Material point method simulations of displacement pile and CPT penetration in sand considering the effects of grain breakage

Abstract

Full displacement installation dramatically alters the stress and strain fields applying around piles and Cone Penetrometer (CPT) probes at sand sites. Calibration chamber tests have indicated that severe particle crushing occurs near to the pile or cone tips and a distinct shear zone may develop that leaves crushed sand adhering to the pile or cone shaft. It is therefore important to investigate how particle breakage affects the stress and deformation fields developed as this process occurs. In this study, installation by monotonic jacking of conically tipped model piles or CPT probes into silica sand is simulated by material point method (MPM) analyses. A thermodynamically consistent model which considers competing grain crushing and dilation is employed to model the sand behavior, while an MPM approach is adopted to cater for the large deformations involved in the penetration process. Particle crushing is predicted beneath the pile tip and around the pile shaft.
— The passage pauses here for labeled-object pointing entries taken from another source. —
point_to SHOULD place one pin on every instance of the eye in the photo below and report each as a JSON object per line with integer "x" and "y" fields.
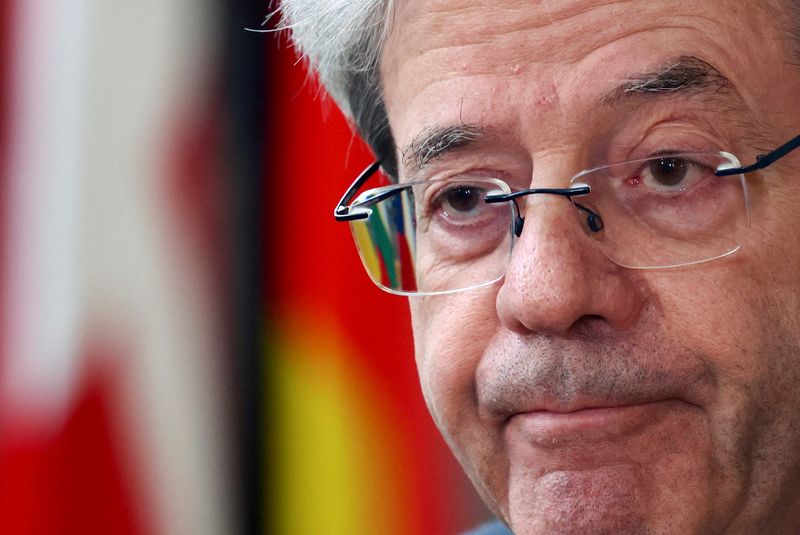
{"x": 462, "y": 198}
{"x": 669, "y": 172}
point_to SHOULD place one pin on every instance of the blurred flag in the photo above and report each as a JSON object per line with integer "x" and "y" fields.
{"x": 112, "y": 374}
{"x": 352, "y": 446}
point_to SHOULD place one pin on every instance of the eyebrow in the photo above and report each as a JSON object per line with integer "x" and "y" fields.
{"x": 435, "y": 141}
{"x": 685, "y": 75}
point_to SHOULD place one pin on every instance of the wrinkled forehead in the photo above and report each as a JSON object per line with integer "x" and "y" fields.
{"x": 441, "y": 54}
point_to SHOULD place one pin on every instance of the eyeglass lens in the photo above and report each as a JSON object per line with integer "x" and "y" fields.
{"x": 440, "y": 236}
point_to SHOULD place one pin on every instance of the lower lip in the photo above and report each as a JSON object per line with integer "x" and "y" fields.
{"x": 549, "y": 429}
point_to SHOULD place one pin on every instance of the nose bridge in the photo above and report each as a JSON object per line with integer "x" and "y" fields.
{"x": 556, "y": 276}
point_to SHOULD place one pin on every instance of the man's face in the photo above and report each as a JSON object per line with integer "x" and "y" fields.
{"x": 580, "y": 396}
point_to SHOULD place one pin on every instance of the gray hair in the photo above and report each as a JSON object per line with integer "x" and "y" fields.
{"x": 341, "y": 40}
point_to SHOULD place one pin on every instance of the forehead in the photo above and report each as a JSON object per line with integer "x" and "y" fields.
{"x": 481, "y": 61}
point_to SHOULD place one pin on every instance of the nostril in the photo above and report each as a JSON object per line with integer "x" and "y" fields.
{"x": 594, "y": 222}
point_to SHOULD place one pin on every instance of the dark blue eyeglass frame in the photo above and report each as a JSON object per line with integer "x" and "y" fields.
{"x": 345, "y": 212}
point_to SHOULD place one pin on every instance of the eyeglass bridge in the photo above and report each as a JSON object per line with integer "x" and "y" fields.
{"x": 593, "y": 220}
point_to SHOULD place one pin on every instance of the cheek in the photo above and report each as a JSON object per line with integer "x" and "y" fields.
{"x": 450, "y": 337}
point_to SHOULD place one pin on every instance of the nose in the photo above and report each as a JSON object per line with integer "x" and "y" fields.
{"x": 557, "y": 279}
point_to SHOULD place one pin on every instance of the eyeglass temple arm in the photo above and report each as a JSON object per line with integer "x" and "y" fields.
{"x": 763, "y": 160}
{"x": 343, "y": 212}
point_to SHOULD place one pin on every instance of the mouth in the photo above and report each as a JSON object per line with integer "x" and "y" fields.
{"x": 591, "y": 424}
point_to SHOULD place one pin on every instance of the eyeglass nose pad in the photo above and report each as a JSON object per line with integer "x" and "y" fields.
{"x": 518, "y": 224}
{"x": 593, "y": 220}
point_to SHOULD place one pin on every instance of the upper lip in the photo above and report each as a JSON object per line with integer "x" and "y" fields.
{"x": 503, "y": 408}
{"x": 583, "y": 403}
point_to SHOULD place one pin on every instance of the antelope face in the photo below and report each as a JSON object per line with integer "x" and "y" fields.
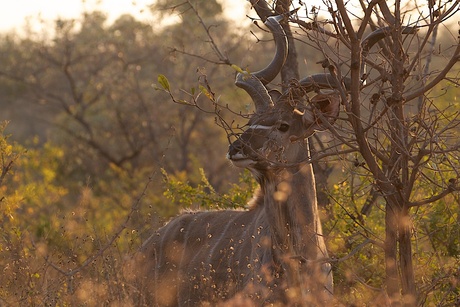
{"x": 275, "y": 137}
The numerical results are compared to directly related instrumented pile calibration chamber tests. The numerical results show that the computed stress and displacement fields match key aspects of the experimental results well, especially in reproducing the volumetric compression observed experimentally. The results confirm that combining MPM with suitably sophisticated constitutive models creates new capabilities for analyzing large-deformation problems.